Nine out of 12 patients who received the treatment since 2011 have responded favorably to it. June described the treatment as a blood transfusion, except with the patent's own blood, which has been altered in a lab. June told the Pennsylvanian that there has not been a single precedent where a treatment method like this has gone from a laboratory setting to treating actual patients, unless it was done by a pharmaceutical company.

“They didn’t think it would work, so there’s only a bunch of diehard academics at a few cancer centers working on this and finally it broke through and it does work,” June said.
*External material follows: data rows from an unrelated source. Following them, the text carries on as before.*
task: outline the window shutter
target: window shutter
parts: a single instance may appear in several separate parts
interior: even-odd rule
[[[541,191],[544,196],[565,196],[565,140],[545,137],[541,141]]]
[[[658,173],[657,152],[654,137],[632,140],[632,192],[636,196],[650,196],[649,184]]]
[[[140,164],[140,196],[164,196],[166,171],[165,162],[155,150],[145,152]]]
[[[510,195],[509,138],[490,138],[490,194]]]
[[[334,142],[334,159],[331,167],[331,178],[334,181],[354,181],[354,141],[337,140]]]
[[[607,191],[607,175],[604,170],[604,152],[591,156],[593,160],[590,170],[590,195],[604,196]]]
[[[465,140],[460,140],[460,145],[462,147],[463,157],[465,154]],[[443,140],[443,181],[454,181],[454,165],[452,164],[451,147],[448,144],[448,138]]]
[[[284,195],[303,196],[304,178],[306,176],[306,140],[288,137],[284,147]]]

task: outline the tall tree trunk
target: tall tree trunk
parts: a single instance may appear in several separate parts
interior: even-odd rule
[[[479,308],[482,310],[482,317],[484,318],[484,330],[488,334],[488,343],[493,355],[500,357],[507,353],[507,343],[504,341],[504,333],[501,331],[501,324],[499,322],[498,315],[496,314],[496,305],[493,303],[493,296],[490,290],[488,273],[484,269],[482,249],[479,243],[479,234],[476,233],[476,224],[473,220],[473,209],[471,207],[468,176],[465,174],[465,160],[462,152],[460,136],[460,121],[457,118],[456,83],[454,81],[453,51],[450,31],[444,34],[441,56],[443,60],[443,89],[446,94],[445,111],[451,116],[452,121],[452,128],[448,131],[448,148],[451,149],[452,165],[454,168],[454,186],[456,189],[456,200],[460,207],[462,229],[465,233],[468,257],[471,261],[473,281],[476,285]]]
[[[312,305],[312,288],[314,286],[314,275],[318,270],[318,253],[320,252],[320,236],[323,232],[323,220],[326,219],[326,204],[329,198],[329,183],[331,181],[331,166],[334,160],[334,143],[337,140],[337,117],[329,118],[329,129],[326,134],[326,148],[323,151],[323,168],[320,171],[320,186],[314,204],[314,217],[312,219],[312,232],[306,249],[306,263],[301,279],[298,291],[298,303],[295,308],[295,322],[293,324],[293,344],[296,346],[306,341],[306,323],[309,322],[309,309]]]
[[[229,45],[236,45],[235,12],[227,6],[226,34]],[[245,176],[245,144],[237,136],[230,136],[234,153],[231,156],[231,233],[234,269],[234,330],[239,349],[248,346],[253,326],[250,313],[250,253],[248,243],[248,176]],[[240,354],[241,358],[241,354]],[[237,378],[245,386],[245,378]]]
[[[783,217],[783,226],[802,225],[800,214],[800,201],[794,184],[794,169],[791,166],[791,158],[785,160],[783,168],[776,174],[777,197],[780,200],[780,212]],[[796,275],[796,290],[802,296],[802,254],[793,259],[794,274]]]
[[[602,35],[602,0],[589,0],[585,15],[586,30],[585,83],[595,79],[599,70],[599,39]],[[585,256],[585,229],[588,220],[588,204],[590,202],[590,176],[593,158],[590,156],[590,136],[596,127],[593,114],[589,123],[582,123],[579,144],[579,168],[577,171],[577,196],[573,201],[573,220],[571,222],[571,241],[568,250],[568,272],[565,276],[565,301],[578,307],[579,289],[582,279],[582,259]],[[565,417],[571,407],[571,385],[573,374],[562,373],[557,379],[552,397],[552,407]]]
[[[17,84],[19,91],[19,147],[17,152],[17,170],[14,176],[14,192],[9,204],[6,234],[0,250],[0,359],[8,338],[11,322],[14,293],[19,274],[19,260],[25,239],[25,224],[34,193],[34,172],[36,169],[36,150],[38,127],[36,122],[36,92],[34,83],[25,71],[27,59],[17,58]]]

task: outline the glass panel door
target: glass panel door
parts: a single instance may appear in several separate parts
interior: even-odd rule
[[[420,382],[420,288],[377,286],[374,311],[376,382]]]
University of California, Los Angeles teaching assistant makes learning musical

A UCLA teaching assistant has blended science with music to engage and educate students in his classes, The Daily Bruin reported Monday.

Julio Rodriguez, a teaching assistant studying physics at UCLA, came up with the idea of using instruments to demonstrate concepts in his physics, astronomy and engineering classes during his first year as a graduate student. While tuning his violin one evening, Rodriguez found he could show sound interference by plucking the strings.

“With physics and all sciences, we’re basically trying to discover the language of the universe. It’s already written. It’s already there,” Rodriguez said. “But with music, that’s something that comes from the creativity of the human mind.”